My (sloppy) reasoning:

||
The first elements of the "max parts after n cuts" sequence seem to be 1,2,4,7,10,14,19. That's the beginning of A007980, whose description sounds vaguely related to the problem. It's 11th element is what I wrote above.
||

jon-nyc

That’s not the answer and that’s not the series. Also 10 cuts not 100.

Klaus

Yeah, I corrected the # of cuts. Still not right? I'm trying to avoid actually thinking.

jon-nyc

It’s not. Still the wrong series.

Klaus

OK, here's what all other sequences that start with 1,2,4,6,10,14,19 stored at that nice website say about it's 10th/11th element:

A023115 - 45
A076101 - 52
A094281 - 51
A323623 - 43
A023536 - 46
A047808 - 44
A076268 - 42
A024536 - 49
A117237 - 52

It must be one of those

jon-nyc

Hint:

||Thinking of the cuts as lines on a circle, what’s the largest number of lines the nth cut can intersect?||

jon-nyc

@Klaus said in Puzzle time - slicing the pie:

OK, here's what all other sequences that start with 1,2,4,6,10,14,19 stored at that nice website say about it's 10th/11th element:

A023115 - 45
A076101 - 52
A094281 - 51
A323623 - 43
A023536 - 46
A047808 - 44
A076268 - 42
A024536 - 49
A117237 - 52

It must be one of those

And it’s none of those!

Klaus

@jon-nyc said in Puzzle time - slicing the pie:

Hint:

||Thinking of the cuts as lines on a circle, what’s the largest number of lines the nth cut can intersect?||

Hey, I'm in a Zoom meeting right now. I can only do this as a low-priority background task that doesn't require me to think

Klaus

||
Oh, I see, my problem was that I screwed up on the start of the sequence. It's 1,2,4,7,11,16.

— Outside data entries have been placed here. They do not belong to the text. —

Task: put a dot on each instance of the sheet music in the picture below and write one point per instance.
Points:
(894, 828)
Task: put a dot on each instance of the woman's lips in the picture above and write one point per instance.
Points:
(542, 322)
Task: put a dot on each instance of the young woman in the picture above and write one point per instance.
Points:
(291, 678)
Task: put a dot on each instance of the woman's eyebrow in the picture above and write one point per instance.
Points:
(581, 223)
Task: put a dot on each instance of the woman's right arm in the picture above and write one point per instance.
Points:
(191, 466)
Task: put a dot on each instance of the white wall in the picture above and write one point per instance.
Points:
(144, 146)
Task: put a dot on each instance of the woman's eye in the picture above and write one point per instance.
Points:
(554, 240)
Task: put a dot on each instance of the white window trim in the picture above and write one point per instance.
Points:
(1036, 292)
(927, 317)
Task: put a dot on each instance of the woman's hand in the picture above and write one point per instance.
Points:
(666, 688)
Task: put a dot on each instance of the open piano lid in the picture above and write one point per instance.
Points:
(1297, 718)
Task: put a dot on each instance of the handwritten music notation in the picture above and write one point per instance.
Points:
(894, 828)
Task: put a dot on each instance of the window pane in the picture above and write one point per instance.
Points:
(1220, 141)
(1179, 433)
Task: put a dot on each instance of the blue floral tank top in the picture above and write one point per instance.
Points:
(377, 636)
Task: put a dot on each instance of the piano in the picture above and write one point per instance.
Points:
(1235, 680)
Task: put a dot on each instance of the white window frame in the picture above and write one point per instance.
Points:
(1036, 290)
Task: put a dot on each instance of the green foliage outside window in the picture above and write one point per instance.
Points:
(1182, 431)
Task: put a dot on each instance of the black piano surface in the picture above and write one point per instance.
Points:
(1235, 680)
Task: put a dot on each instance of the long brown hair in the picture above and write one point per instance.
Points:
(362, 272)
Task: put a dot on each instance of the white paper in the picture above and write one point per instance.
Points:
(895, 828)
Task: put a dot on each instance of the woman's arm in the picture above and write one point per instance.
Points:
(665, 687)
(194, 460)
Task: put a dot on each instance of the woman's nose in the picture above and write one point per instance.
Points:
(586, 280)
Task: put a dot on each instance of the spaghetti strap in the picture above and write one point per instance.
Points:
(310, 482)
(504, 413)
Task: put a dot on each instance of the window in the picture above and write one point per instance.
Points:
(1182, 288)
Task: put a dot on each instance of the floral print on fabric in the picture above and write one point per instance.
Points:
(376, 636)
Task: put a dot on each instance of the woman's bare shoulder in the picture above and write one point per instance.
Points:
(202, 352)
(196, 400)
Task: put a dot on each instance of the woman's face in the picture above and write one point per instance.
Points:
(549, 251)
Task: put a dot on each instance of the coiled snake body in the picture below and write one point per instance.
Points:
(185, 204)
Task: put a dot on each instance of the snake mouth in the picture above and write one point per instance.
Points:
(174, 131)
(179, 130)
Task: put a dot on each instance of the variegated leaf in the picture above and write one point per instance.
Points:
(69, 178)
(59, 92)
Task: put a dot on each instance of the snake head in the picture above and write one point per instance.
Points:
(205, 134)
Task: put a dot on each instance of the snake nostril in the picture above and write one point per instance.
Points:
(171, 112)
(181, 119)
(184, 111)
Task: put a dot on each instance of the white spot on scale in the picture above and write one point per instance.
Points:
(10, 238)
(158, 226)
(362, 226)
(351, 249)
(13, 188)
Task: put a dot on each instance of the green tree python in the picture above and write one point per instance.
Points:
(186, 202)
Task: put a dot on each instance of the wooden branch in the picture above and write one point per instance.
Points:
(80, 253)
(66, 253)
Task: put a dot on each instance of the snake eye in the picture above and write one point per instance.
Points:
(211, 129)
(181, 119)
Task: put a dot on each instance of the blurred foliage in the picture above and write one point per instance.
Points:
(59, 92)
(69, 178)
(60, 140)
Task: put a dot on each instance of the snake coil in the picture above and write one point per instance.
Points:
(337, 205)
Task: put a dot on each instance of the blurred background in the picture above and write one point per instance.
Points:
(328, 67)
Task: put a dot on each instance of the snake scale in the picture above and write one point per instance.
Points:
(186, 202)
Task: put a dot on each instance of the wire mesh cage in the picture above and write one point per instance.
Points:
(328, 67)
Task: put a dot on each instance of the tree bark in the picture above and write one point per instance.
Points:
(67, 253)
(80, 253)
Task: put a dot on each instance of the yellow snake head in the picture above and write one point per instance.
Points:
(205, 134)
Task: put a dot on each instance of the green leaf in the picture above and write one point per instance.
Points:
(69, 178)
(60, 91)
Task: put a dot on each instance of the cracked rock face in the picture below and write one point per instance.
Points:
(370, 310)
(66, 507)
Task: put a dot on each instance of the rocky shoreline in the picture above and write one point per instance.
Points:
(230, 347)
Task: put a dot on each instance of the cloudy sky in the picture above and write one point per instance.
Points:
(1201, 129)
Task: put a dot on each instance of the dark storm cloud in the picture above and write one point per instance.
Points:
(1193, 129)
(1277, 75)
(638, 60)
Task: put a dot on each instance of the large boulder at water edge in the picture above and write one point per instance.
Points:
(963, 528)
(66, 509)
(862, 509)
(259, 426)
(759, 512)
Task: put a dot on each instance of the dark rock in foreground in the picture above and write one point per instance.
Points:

The first answer I get from OEIS is A000124, which has the promising subtitle "maximal number of pieces formed when slicing a pancake with n cuts.".

So the answer seems to be 56.

I refer to the references given at OEIS for the rationale
||

jon-nyc

Cheater.

||How about noticing, based on my hint, that the nth cut can, at most, intersect the other n-1 cuts just once. That forms n new line segments (considering the edges of the pizza as end points as well). Each new line segment corresponds to a new slice of pie.

So f(n)=f(n-1)+n
And we know f(0) is 1

So:
f(1) = 2
f(2) = 4
f(3) = 7
f(4) = 11
f(5) = 16
f(6) = 22
f(7) = 29
f(8) = 37
f(9) = 46
f(10) = 56

So to get the nth number:

1+1+2+3+4+5+6..+n

Note that's just 1 plus the sum of the natural numbers to n.

So 1 + n(n+1)/2 or

(n^2 + n + 2)/2||

Klaus

Hey, I didn't google for the task or something; I merely tried out a few cuts and searched for known sequences based on that. For a 5% CPU usage background task I'm happy with my performance

Klaus

@jon-nyc said in Puzzle time - slicing the pie:

How about noticing, based on my hint, that the nth cut can, at most, intersect the other n-1 cuts just once.

That makes sense, but how do you know that this is not merely an upper bound but that you can always find a line that intersects n-1 cuts?

jon-nyc

The short answer I can give you on my phone is “because there are infinite points on a circle”.

If you want a longer explanation I can do that later.